В Марте прошлого года я собрался с духом и поехал в Москву: какую тут животную радость я испытал, увидав открытые продовольственные магазины, книжные лавки, издательство, — не пересказать! Мне удалось тут кое-что из прежнего своего продать, и сразу вышло из этого, что я мог целое лето до осени существовать в деревне независимо от ее общества — своим загадом, своей выдумкой, писать и так быть. Висевшая над моей головой тяжесть пуда хлеба была побеждена кем-то. Сами крестьяне этой деревни, где я жил, в какую-нибудь одну неделю вдруг разъехались из своей ужасной нищенской общины и расселились на хутора тоже на свой загад, на свой почин. Было похоже на пробуждение жизни ранней весной, еще под снегом, корней озими; не видя света, не чувствуя весеннего тепла, каждый своей мочкой начал присасываться к земле без платформ и позиций, так вековечным инстинктом восстанавливалась настоящая жизнь.
Милый друг, Вы знаете, что счастье наше бывает только в момент соприкосновения с жизнью всего мира, и весь вопрос длительности его зависит от нашей заслуженности, пока есть внутри сознание этой заслуженности, свято радуешься всякому приходящему куску, а мещанство начинается, лишь когда иссякает творческая духовная сила перерождения материи.
И еще я Вам скажу: добродетель склонна к покою, из этого покоя рождается лень — мать всех пороков, всякого зла. Напротив, зло всегда деятельно, у него миллиарды агитаторов, оно заражает, и действие есть добродетель зла, как лень есть зло добродетели. Где же нашим голодным, жаждущим жизни корневым мочкам было разбираться в добре и зле.
Я стал непостыдно равнодушен к словам добра и зла в различных позициях и платформах. К осени я перебрался в Москву и стал себе делать литературную карьеру.

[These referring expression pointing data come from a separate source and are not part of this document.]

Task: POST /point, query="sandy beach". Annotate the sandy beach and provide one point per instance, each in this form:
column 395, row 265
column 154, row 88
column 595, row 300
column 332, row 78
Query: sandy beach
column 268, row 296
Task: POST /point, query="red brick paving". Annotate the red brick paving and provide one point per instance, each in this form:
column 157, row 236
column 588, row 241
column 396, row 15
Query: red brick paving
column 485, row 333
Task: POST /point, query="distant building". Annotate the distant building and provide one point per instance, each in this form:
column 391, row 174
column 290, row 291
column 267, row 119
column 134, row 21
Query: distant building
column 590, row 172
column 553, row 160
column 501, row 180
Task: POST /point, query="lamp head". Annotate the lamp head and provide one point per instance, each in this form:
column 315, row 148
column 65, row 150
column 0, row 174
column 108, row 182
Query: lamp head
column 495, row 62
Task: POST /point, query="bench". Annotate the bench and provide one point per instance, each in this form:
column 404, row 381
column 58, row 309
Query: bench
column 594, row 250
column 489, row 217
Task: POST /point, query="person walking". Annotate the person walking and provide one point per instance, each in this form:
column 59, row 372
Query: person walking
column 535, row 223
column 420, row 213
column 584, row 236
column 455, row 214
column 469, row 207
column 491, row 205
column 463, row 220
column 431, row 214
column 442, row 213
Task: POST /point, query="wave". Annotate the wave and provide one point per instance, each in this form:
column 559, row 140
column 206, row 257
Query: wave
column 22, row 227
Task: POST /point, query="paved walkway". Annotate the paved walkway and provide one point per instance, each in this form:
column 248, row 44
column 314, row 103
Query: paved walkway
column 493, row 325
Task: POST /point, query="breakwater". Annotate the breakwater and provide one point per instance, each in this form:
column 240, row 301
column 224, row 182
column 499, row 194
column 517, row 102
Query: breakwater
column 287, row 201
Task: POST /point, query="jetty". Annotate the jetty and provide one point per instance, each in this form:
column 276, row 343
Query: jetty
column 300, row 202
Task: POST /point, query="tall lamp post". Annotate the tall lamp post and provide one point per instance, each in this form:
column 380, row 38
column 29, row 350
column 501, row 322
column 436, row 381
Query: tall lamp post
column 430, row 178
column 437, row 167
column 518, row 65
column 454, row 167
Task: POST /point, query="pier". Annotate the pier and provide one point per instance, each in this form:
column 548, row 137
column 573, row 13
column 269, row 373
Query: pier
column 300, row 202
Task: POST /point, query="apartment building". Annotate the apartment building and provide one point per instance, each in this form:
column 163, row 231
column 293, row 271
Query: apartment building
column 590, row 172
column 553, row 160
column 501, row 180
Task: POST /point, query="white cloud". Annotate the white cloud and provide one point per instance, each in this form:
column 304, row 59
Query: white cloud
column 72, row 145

Я очутился в Москве в маленькой сырой комнате, хуже быть не может! Мебелью была в ней простая лавка, на ней лежала съеденная молью енотовая шуба поэта Мандельштама, под голову я клал свой мешок с бельем. Сам Мандельштам лежал напротив во флигеле с женой на столе. Вот он козликом, запрокинув гордо назад голову, бежит через двор с деревьями дома Союза Писателей, как-то странно бежит от дерева к дереву, будто приближается ко мне пудель из «Фауста». «Не за шубой ли?» — в страхе думаю я. Слава Богу, за папироской и нет ли у меня листа бумаги. Получив желаемое, попыхивая гордо папиросой, он удаляется опять козликом. Вдруг я получаю огромный паек из Кубу{24}: сразу пуда два баранины. Тепло, ледника нет — что делать? Говорят, надо сразу всю зажарить на примусе, в жареном виде не скоро испортится, и есть, есть. В каком-то военном Союзе показались дешевые самодельные примусы. Покупаю, жарю, и вдруг примус разрывается на части, в комнате море огня, край рукописи (кажется драгоценный) загорается. Я бросаю на рукопись шубу Мандельштама, рукопись спасаю, но шуба сгорает совершенно. Замечательно скоро все произошло: на бревне против моего окна сидели два федоровца, два соловьевца{25}, еще один, называющий себя индусом, и рассуждали о воскрешении отцов. Ни взрыва, ни возни моей они не слыхали и всё спорили, и только уж когда ужасная вонь от сгоревшей вконец шубы Мандельштама дошла до них, они обернулись и спросили: что случилось? Козликом, козликом, от дерева к дереву опять бежит ко мне хозяин шубы. «Что случилось?» — «Шуба сгорела!» — «Дайте еще одну папироску и еще лист бумаги и, пожалуйста, три лимона до завтра, я завтра, наверно, получу, отдам».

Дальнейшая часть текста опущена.